Ah, le bonheur oublié de plonger dans un roman de Zola ! Voilà  presque une décennie que je n’avais pas lu ses tournures délicieusement désuètes, ses virgules si nombreuses et si importantes, son attachement à décrire précisément les gens. La Terre, le quinzième tome des Rougon-Macquart, est consacré à la condition paysanne et à l’histoire de Jean Macquart, le frère de Gervaise dans L’Assommoir.

« Il avait aimé la terre en femme qui tue et pour qui on assassine.
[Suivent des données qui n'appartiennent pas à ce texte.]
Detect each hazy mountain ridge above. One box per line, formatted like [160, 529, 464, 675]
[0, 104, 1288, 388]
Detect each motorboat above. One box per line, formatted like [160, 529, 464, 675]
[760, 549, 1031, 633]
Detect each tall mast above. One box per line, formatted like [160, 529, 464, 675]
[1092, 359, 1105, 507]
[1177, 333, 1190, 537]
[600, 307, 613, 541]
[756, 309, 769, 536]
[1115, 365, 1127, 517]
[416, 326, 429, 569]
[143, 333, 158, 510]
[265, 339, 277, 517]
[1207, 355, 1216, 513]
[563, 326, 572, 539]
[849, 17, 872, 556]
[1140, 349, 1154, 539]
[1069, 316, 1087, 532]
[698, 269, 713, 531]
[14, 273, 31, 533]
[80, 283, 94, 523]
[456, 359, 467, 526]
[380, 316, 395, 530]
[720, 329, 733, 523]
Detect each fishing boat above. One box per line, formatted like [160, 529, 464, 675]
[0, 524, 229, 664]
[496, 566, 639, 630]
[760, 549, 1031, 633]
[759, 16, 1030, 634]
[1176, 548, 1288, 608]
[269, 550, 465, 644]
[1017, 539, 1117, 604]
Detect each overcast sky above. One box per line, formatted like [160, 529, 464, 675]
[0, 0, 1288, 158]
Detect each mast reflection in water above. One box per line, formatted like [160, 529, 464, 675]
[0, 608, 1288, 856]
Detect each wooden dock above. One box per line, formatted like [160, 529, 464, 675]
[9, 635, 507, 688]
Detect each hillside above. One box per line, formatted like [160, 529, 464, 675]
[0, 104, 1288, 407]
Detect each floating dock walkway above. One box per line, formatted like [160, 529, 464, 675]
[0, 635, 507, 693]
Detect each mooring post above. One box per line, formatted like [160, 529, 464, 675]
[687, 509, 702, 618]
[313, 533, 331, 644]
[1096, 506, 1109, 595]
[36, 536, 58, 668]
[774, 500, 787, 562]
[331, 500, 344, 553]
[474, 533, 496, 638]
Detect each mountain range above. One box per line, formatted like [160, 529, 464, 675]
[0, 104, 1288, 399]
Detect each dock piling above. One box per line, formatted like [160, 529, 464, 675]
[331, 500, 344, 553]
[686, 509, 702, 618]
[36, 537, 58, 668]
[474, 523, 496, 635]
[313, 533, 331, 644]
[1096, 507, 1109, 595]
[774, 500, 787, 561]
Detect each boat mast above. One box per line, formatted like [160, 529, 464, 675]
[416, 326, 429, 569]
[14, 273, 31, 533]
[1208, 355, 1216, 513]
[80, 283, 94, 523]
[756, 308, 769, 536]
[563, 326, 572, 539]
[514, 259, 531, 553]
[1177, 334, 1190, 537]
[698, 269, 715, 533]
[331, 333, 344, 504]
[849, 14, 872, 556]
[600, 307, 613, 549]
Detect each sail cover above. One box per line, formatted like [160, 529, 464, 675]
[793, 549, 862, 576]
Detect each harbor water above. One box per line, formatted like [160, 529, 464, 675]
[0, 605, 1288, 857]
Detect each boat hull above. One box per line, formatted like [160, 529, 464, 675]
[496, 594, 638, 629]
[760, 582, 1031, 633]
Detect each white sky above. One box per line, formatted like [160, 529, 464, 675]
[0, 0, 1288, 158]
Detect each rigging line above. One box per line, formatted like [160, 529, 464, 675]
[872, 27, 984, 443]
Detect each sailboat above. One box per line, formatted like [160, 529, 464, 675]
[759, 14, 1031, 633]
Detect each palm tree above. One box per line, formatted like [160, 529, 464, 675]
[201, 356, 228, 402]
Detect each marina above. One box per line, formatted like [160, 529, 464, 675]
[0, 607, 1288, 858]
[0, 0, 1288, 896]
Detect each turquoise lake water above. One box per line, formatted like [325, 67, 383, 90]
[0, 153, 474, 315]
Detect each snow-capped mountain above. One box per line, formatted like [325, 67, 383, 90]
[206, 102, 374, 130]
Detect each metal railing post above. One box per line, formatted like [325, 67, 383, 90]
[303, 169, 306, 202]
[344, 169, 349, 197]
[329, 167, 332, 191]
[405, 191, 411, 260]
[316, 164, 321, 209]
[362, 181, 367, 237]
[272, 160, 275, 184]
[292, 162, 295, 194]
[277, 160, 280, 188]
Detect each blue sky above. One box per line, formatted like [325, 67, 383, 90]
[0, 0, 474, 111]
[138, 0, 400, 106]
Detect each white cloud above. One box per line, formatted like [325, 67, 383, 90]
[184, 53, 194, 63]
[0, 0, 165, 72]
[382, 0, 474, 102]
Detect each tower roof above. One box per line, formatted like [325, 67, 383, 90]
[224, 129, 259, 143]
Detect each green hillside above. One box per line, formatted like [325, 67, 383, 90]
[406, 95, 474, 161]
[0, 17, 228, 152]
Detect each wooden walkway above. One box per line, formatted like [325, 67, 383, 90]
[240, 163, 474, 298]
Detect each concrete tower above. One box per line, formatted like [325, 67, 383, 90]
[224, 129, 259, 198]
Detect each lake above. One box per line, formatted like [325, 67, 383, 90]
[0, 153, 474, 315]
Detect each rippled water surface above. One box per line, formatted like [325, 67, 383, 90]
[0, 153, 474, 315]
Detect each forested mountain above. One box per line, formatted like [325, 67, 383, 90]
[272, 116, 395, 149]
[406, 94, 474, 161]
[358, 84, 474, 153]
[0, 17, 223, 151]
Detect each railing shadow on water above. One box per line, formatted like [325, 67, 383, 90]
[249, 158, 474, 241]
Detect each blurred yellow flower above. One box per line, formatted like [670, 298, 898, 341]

Ni épouse, ni enfants, ni personne, rien d’humain : la terre1 ! »

« Vous êtes une race finie, l’amour imbécile de la terre vous a mangés, oui ! du lopin de terre dont vous restez l’esclave, qui vous a rétréci l’intelligence, pour qui vous assassineriez ! Voilà des siècles que vous êtes mariés à la terre, et qu’elle vous trompe2… »

La Terre, le quinzième tome des Rougon-Macquart, est consacré à la condition paysanne. Il raconte l’histoire de Jean Macquart, le frère de Gervaise dans L’Assommoir, qui vit depuis quelques années dans la Beauce, à Rognes, un petit village près de Chartres. Émilie Aubert, la mère d’Émile Zola, est originaire de la Beauce. Jean y côtoie plusieurs familles paysannes, installées depuis plusieurs générations dans la région, dont les Fouan. Le père Fouan, trop âgé pour cultiver ses terres, décide de les donner en partage à ses trois enfants : Hyacinthe, dit Jésus-Christ, l’ivrogne qui a renoncé à la terre, Fanny qui a épousé Delhomme, et Buteau, le plus avare des trois. Ce partage fera l’objet de rivalités, de querelles, de coups bas, autour de la propriété agraire.

Avec La Terre, Zola s’attache à montrer les mœurs paysannes. Les hommes et les femmes s’épuisent à la tâche, dans la succession monotone et cyclique des journées, des saisons et des années. Leur amour de la terre est un acharnement sans bornes pour vivre de leurs cultures, acheter de nouveaux lopins de terre et arracher une part d’héritage à leurs parents, à tout prix.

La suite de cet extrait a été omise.